Since their early application to elliptic partial differential
equations, multigrid methods have been applied successfully to a
large and growing class of problems, from elasticity and
computational fluid dynamics to geodetics and molecular
structures. Classical multigrid begins with a two-grid process.
First, iterative relaxation is applied, whose effect is to smooth
the error. Then a coarse-grid correction is applied, in which the
smooth error is determined on a coarser grid. This error is
interpolated to the fine grid and used to correct the fine-grid
approximation. Applying this method recursively to solve the
coarse-grid problem leads to multigrid.
The coarse-grid correction works because the residual equation is
linear. But this is not the case for nonlinear problems, and
different strategies must be employed. In this presentation we
describe how to apply multigrid to nonlinear problems. There are
two basic approaches. The first is to apply a linearization
scheme, such as the Newton's method, and to employ multigrid for
the solution of the Jacobian system in each iteration.
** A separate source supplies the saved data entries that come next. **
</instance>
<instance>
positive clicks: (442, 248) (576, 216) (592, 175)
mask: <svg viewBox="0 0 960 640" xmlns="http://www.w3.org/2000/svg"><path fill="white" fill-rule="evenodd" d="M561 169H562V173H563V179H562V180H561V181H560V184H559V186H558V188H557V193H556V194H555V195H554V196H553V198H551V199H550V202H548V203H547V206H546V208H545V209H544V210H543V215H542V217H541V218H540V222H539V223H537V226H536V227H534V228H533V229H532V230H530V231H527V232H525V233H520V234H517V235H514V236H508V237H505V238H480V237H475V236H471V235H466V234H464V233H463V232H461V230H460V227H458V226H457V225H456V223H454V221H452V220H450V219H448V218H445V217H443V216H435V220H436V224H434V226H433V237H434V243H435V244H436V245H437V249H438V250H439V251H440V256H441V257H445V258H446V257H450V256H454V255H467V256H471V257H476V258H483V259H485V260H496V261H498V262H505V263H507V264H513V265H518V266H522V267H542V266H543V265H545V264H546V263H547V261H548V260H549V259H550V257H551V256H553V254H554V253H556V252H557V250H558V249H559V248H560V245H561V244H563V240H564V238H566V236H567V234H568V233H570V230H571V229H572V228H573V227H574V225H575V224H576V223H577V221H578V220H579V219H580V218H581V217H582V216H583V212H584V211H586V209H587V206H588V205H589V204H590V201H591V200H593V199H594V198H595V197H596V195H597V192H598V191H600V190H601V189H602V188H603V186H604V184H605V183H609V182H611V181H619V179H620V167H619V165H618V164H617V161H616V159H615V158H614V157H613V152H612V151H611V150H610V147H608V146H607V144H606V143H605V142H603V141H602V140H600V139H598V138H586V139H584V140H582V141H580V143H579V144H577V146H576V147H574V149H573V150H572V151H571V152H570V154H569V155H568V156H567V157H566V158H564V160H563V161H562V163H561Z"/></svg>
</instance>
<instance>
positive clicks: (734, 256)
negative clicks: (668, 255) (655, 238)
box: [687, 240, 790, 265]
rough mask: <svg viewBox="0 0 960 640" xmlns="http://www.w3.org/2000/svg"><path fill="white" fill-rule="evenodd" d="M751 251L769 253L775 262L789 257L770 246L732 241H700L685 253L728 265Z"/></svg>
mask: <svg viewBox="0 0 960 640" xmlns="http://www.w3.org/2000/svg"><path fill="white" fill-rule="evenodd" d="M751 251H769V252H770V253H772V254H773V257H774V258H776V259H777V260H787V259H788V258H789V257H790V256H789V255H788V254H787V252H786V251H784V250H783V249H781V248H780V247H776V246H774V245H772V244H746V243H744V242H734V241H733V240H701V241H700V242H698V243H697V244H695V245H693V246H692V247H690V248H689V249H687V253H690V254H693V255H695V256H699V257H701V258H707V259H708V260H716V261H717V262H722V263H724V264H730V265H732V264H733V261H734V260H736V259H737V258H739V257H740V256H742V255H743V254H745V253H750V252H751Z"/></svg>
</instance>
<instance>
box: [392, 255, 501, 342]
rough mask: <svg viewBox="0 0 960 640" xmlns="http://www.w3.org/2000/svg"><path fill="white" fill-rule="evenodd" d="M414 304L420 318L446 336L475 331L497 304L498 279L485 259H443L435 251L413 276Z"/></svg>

The second is to apply multigrid directly to the nonlinear problem
by employing the so-called Full Approximation Scheme (FAS). In
FAS a nonlinear iteration is applied to smooth the error. The
full equation is solved on the coarse grid, after which the
coarse-grid error is extracted from the solution. This correction
is then interpolated and applied to the fine grid approximation.
We describe these methods in detail, and present numerical
experiments that indicate the efficacy of them.